Today at the 2009 BSDCan conference, Colin Percival (of FreeBSD and Tarsnap) announced a new key derivation function called scrypt. I am not a math person by any means - and the slides from the presentation explain it pretty well - but what Percival has done here is phenomenal. I feel lucky to have been there in person for the presentation.
The basic concept is that sequential memory-hard algorithms make dedicated encryption ASICs significantly more costly because they are sequential (difficult to run in parallel) and memory-hard (require a significant amount of RAM relative to the size of the input.)
In other words, making the math hard and difficult to run on ten thousand cores increases the time required, and making the math need a lot of room to be worked on increases the money required to crack the password. This is because it's relatively cheap to put 10,000 encryption-specific CPU mini-cores on a single die, but it's expensive to feed them piles of fast RAM in a small space.
This is nothing short of historic.
Brute-force attacks against encrypted passwords will change overnight - for passwords created after scrypt becomes available, that is. What was once a trivial password to crack becomes decidedly less trivial - literally by an order of magnitude. By Percival's back-of-the-slide-rule math, an 8-character password with good entropy (pretty random-looking) encrypted in .1 seconds (good enough for authentication speeds) will take on the rough order of CAD$4.8M to crack. By contrast, the previous best method (bcrypt) would cost $130K.
Longer strings (source text longer than passwords) become decidedly stronger by much greater factors because the function can spend more time on them, as the user has less of an interactive expectation for file encryption. If allowed to chew on the data for 5 seconds or less, a relatively short English text string encrypted using scrypt would take CAD$210B (vs $47M for bcrypt(!))
This table from the presentation shows the rough cost estimates to crack a string in 1 year (click to enlarge):
The last column may look odd because I've taken this slide out of context. Because the 40-character string is English text, it has decidedly less entropy, and is therefore easier to crack.
This isn't just theory; Percival has published version 1.0 of working FreeBSD demonstration code.
I decided to check it out in its early state. Out of the box, the demo code makes some quick checks of your system to see how much RAM you have, and tries to sanely limit how much it uses - because it can use a lot of RAM, very very quickly.
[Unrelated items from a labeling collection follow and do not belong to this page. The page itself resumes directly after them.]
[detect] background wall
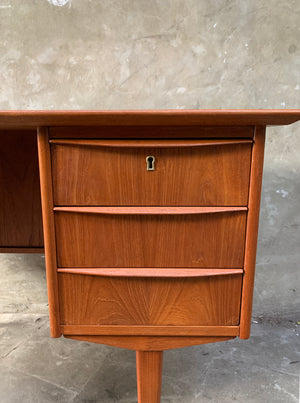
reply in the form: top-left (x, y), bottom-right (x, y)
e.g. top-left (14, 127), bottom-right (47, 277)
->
top-left (0, 0), bottom-right (300, 328)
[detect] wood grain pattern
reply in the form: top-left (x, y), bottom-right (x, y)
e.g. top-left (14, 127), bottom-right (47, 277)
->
top-left (0, 130), bottom-right (44, 248)
top-left (37, 127), bottom-right (61, 337)
top-left (57, 267), bottom-right (243, 278)
top-left (240, 127), bottom-right (265, 339)
top-left (61, 325), bottom-right (240, 337)
top-left (64, 335), bottom-right (236, 351)
top-left (0, 246), bottom-right (45, 254)
top-left (55, 211), bottom-right (247, 268)
top-left (0, 109), bottom-right (300, 128)
top-left (51, 140), bottom-right (251, 206)
top-left (58, 273), bottom-right (242, 326)
top-left (49, 125), bottom-right (254, 139)
top-left (136, 351), bottom-right (163, 403)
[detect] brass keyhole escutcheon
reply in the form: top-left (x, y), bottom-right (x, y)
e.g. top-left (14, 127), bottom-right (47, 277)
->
top-left (146, 155), bottom-right (155, 171)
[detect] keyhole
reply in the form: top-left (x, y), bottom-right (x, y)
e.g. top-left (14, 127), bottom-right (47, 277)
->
top-left (146, 155), bottom-right (155, 171)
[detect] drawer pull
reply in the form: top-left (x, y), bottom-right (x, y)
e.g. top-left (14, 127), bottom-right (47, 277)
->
top-left (146, 155), bottom-right (155, 171)
top-left (53, 206), bottom-right (248, 215)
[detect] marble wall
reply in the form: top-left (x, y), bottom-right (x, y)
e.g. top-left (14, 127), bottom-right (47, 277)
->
top-left (0, 0), bottom-right (300, 315)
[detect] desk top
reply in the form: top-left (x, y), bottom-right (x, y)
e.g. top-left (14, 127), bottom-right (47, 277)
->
top-left (0, 109), bottom-right (300, 129)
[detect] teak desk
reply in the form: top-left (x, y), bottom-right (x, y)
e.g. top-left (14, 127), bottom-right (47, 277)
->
top-left (0, 110), bottom-right (300, 403)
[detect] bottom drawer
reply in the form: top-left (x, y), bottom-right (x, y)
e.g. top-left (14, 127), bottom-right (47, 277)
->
top-left (58, 273), bottom-right (242, 326)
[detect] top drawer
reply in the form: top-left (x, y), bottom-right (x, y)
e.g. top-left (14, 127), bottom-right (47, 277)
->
top-left (50, 139), bottom-right (252, 206)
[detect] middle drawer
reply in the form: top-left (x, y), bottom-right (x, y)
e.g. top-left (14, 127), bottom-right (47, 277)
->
top-left (54, 207), bottom-right (247, 268)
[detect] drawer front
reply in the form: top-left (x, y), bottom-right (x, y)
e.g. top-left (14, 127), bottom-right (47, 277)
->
top-left (58, 273), bottom-right (242, 326)
top-left (55, 208), bottom-right (247, 268)
top-left (51, 140), bottom-right (251, 206)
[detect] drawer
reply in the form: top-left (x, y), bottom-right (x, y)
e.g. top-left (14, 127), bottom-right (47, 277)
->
top-left (58, 273), bottom-right (242, 326)
top-left (50, 139), bottom-right (252, 206)
top-left (54, 207), bottom-right (247, 268)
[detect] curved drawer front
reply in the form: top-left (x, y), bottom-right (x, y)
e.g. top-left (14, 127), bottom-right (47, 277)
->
top-left (58, 273), bottom-right (242, 326)
top-left (55, 208), bottom-right (247, 268)
top-left (51, 140), bottom-right (252, 206)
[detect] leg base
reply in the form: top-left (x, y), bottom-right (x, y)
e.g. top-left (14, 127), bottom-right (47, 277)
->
top-left (136, 351), bottom-right (163, 403)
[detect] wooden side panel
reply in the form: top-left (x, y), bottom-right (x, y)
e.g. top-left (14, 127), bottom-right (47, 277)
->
top-left (58, 273), bottom-right (242, 326)
top-left (38, 127), bottom-right (61, 337)
top-left (51, 140), bottom-right (251, 206)
top-left (0, 130), bottom-right (43, 248)
top-left (240, 126), bottom-right (266, 339)
top-left (55, 211), bottom-right (247, 268)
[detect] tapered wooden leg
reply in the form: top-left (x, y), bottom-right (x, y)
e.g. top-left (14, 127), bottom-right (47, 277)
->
top-left (136, 351), bottom-right (163, 403)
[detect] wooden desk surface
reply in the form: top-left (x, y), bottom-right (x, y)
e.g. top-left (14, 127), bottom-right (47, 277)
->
top-left (0, 109), bottom-right (300, 129)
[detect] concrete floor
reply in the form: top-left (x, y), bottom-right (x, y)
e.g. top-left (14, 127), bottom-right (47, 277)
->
top-left (0, 254), bottom-right (300, 403)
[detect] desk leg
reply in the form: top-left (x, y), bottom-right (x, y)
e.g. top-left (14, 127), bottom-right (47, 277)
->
top-left (136, 351), bottom-right (163, 403)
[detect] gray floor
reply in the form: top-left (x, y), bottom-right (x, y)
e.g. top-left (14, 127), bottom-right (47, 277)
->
top-left (0, 255), bottom-right (300, 403)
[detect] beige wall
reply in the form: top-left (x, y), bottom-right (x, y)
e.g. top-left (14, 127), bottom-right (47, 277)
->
top-left (0, 0), bottom-right (300, 315)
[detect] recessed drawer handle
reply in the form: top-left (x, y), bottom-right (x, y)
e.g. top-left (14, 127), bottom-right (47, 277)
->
top-left (54, 207), bottom-right (248, 215)
top-left (49, 139), bottom-right (253, 148)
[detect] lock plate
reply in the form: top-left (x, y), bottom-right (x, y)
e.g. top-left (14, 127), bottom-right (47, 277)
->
top-left (146, 155), bottom-right (155, 171)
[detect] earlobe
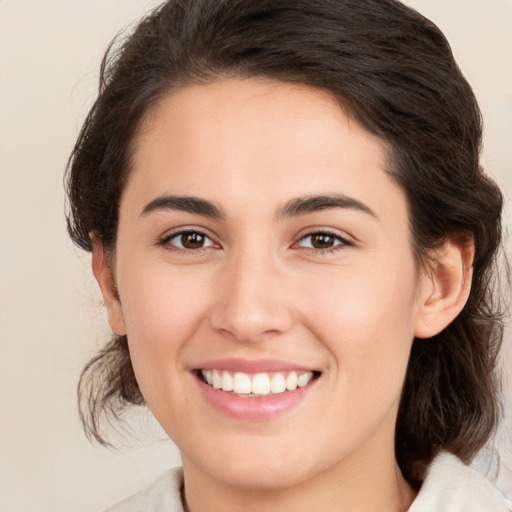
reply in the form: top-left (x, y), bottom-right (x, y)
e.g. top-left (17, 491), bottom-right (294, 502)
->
top-left (90, 234), bottom-right (126, 336)
top-left (414, 234), bottom-right (475, 338)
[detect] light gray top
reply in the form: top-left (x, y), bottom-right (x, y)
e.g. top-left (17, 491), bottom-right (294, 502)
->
top-left (105, 453), bottom-right (512, 512)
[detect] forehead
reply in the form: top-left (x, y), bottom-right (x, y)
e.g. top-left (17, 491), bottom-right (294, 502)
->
top-left (125, 78), bottom-right (404, 225)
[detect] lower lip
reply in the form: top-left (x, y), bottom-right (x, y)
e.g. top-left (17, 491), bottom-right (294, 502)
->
top-left (196, 376), bottom-right (318, 421)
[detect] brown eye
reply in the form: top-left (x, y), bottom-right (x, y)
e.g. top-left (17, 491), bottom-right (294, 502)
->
top-left (297, 232), bottom-right (353, 252)
top-left (162, 231), bottom-right (215, 250)
top-left (311, 233), bottom-right (336, 249)
top-left (180, 233), bottom-right (206, 249)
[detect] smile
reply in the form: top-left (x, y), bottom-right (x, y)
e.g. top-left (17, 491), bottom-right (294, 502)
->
top-left (199, 369), bottom-right (317, 397)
There are also limits on how large a passphrase it will currently accept, as well as other parameters automatically sized based your system's memory size.
On a quick check of the code, the options are:
- m - maximum memory fraction (default: .5, or 50% of RAM as reported by the hw.usermem sysctl for decryption; .128 for encryption)
- M - maximum memory in bytes (default: 0)
- t - maximum time in seconds (default: 5 for encryption; 300 for decryption)
royce@heffalump$ time ./scrypt enc -m 1 -t 20 rand.in rand-scrypt.outThe resulting file's header may not survive in future versions ... but for now, you can tell where it came from in the first six bytes:
Please enter passphrase:
Please confirm passphrase:
royce@heffalump$ cut -b1-6 rand-scrypt.out | head -1At the presentation, FreeBSD Core Team member Brooks Davis asked a good question about the impact of large volumes of users trying to authenticate simultaneously on a system without huge amounts of RAM. Percival replied that the memory and other options could be tuned to fit the profile of a particular system. These parameters would be stored in the shadow password field, much as the salt and rounds are stored there today.
I look forward to seeing a full-fledged scrypt(3) show up in FreeBSD and OpenSSL ... and I'm sure that the Three Letter Agencies do not.